According to on-chain data provider Glassnode, Bitcoin ETFs have a substantial impact on Bitcoin’s price, accounting for 8% of the spot volume. In comparison, Ethereum ETFs contribute only 1% to Ether’s spot volume. This disparity suggests that the demand for Bitcoin ETFs is significantly higher than for their Ethereum counterparts. As a result, the increased appetite for Bitcoin investments has further fueled Bitcoin’s price rise while leaving Ethereum behind.
Another crucial factor is Bitcoin’s increasing market dominance. Market dominance measures Bitcoin’s market capitalization relative to the entire cryptocurrency market. As Bitcoin’s dominance rises, its strength compared to other cryptocurrencies, including Ethereum, also grows.
In 2024, Bitcoin’s market dominance has been on an upward trend, reaching a 40-month high of 58% on August 5. This rising dominance indicates that investors are favoring Bitcoin over altcoins. As Bitcoin continues to strengthen its position, Ethereum’s value against Bitcoin is expected to decline further. This shift reflects a broader investor sentiment that is more bullish on Bitcoin compared to other digital assets like Ethereum.
On-chain metrics offer valuable insights into the health and usage of a blockchain network. For Ethereum, recent on-chain data suggests a decrease in network activity, contributing to its underperformance.
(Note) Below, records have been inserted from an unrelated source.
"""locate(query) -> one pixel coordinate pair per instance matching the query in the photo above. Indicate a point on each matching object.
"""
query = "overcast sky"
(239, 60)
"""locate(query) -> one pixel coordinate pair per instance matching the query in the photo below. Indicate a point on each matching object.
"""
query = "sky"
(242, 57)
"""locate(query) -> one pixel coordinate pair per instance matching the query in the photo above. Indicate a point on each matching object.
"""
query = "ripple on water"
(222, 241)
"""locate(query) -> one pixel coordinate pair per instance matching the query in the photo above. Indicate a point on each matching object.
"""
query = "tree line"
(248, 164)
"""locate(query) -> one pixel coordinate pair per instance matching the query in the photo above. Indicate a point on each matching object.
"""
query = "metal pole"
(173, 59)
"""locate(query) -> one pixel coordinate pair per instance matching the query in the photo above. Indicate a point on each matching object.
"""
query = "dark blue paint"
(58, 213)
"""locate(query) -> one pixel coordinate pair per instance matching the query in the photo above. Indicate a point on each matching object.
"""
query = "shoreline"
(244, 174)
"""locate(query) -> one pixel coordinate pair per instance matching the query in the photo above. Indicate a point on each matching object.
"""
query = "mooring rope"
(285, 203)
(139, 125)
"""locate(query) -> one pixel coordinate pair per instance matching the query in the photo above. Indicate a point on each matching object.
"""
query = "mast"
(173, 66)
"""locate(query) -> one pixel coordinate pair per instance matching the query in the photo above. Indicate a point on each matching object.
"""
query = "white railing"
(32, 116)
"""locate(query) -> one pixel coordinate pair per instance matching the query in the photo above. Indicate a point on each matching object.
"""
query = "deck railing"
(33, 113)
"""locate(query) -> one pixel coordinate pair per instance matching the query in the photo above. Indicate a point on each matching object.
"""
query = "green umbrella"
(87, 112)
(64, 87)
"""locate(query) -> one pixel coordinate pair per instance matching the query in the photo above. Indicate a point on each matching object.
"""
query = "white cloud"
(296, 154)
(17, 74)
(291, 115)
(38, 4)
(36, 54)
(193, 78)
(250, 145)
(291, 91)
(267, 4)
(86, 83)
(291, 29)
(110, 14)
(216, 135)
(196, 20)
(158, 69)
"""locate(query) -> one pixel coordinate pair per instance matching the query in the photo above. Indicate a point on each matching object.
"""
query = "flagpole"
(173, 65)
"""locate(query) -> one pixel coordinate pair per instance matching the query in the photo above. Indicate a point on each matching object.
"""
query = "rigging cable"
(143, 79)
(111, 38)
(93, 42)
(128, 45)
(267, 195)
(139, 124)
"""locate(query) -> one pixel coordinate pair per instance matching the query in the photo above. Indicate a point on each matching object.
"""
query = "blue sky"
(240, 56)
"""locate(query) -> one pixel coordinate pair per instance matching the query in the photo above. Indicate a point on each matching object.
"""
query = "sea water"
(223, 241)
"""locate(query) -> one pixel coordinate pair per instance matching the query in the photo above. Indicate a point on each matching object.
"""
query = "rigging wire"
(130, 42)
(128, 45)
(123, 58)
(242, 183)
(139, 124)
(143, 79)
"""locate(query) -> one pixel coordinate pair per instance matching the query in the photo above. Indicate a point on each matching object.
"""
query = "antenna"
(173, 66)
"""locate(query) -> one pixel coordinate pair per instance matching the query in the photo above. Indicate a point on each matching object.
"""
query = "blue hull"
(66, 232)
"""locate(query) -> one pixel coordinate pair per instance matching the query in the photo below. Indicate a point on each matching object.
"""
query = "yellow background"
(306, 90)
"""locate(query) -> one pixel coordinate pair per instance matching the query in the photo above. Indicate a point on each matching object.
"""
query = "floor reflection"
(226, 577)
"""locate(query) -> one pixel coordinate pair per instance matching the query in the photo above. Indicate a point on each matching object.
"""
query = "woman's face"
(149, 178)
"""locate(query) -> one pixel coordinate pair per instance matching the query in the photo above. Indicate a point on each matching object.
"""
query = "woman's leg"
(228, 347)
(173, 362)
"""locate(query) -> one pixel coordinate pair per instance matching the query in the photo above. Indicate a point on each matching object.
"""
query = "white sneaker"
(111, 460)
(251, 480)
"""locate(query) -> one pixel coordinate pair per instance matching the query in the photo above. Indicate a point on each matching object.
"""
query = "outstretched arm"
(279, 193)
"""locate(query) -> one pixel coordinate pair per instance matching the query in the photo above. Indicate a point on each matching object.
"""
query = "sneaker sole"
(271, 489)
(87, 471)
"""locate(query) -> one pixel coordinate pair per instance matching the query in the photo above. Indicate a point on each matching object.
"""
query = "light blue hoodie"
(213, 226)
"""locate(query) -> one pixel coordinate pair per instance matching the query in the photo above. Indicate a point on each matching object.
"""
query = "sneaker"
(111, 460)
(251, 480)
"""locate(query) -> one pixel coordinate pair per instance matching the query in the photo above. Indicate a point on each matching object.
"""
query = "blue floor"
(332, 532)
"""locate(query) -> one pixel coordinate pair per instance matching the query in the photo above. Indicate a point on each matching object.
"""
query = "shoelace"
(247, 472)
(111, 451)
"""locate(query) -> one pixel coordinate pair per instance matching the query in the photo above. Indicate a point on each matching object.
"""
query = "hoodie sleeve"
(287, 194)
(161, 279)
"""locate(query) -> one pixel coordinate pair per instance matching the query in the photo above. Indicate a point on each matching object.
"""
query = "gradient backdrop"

The number of daily active addresses on the Ethereum network has dropped to an average of 430,250 over the past 30 days, a decrease of 7.7% compared to three months ago. This figure is significantly lower than the peak of 686,350 active addresses seen in May 2021. A decline in active addresses often indicates reduced engagement with the network and fewer transactions, which can negatively impact the price of Ether.
Furthermore, data from DAppRadar shows a 19% decline in the number of active addresses interacting with Ethereum’s decentralized applications (DApps) over the past 30 days. In contrast, competing blockchains such as Solana and Tron have experienced substantial increases in their user base, with UAWs (Unique Active Wallets) rising by 257% and 343%, respectively. This suggests that Ethereum is losing traction in the DApp space, which could be affecting its overall market performance.
Ethereum’s lag behind Bitcoin in 2024 can be attributed to several interconnected factors. The underperformance of Ethereum ETFs, rising Bitcoin market dominance, and sluggish on-chain metrics all contribute to the current scenario. As Bitcoin continues to outperform Ethereum, investors and market observers are closely watching how these dynamics will evolve in the coming months.
For Ethereum to regain momentum, it will need to see improvements in ETF performance, a reversal in market dominance trends, and increased on-chain activity. Until then, Ethereum’s price may continue to struggle compared to its top competitor, Bitcoin.